Considering FIG. 3B, the cross indicates that the I to H dependency has been removed, such that I is now dependent only on G. The phase allocation can now continue. This will allow the database eventually to be re-created, whilst minimising the detriment to its structure.

The applicant draws attention to the fact that the present invention may include any feature or combination of features disclosed herein either implicitly or explicitly or any generalisation thereof, without limitation to the scope of any definitions set out above.

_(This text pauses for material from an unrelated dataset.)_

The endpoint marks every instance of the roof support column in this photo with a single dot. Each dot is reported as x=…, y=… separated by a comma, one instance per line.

In view of the foregoing description it will be evident to a person skilled in the art that various modifications may be made within the scope of the invention.

Claims

1. A method of ordering a plurality of database object scripts, the method comprising the steps of:

parsing the plurality of object scripts to obtain dependency information representing dependencies between the object scripts; and

analysing the dependency information to determine a sequence in which to execute the object scripts.

2. A method according to claim 1, wherein the analysing step comprises creating a node diagram representing the dependency information.

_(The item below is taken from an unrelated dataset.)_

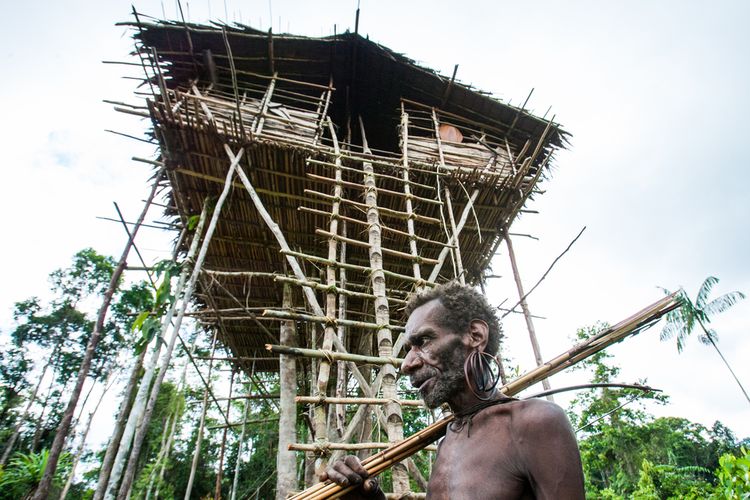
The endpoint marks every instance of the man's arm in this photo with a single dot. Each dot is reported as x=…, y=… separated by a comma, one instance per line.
x=348, y=471
x=547, y=446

3. A method according to claim 2, wherein the sequence in which to execute the object scripts is determined by applying a leaf pruning algorithm to the node diagram.

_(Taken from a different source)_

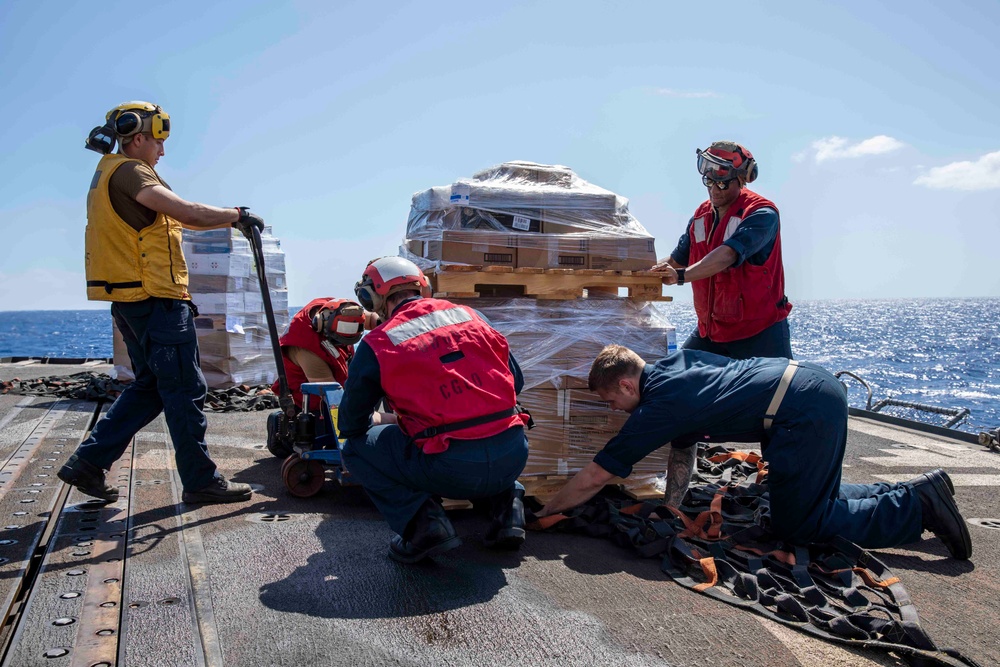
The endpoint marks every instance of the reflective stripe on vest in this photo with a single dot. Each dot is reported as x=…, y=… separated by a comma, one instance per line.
x=427, y=323
x=779, y=393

4. A method according to claim 3, wherein the leaf pruning algorithm is employed to assign a phase to each object script.

5. A method according to claim 4, wherein the phase for each object script is used to determine the sequence in which to execute the object script.

6. A method according to any preceding claim, wherein object scripts defining objects which have no dependency on other objects are sequenced such that they are executed first.

7. A method of ordering a plurality of database object scripts, the method comprising the steps of:

parsing the plurality of object scripts to obtain dependency information;

analysing the dependency information to determine a sequence in which to execute the object scripts;

creating a node diagram representing the dependency information;

analysing the node diagram using a leaf pruning algorithm to determine a phase for each object script; and

determining from the phase of each object script a sequence in which to execute the object scripts.

8. A method according to claim 7, wherein object scripts defining objects which have no dependency on other objects are sequenced such that they are executed first.

9. A method according to claim 7, further comprising the step of:

determining if a circularity exists in the dependency information;

ascertaining which of the objects involved in the circularity has the fewest dependencies on objects outside the circularity; and

removing the dependency of that object within the circularity.

10. A method for creating a database, comprising:

ordering a plurality of database object scripts into a determined sequence by parsing the plurality of object scripts to obtain dependency information between the object scripts;

analysing the dependency information to determine a sequence in which to execute the object scripts; and

executing the object scripts in the determined sequence to create a database.

11. A method according to claim 10, wherein the analysing step comprises creating a node diagram representing the dependency information.

12. A method according to claim 11, wherein the sequence in which to execute the object scripts is determined by applying a leaf pruning algorithm to the node diagram.

13. A method according to claim 12, wherein the leaf pruning algorithm is employed to assign a phase to each object script.

14. A method according to claim 13, wherein the phase for each object script is used to determine the sequence in which to execute the object script.

15. A method according to claim 14, wherein object scripts defining objects which have no dependency on other objects are sequenced such that they are executed first.

16. A method according to claim 14, further comprising the steps of:

determining if a circularity exists in the dependency information;

ascertaining which of the objects involved in the circularity has the fewest dependencies on objects outside the circularity; and

removing the dependency of that object within the circularity.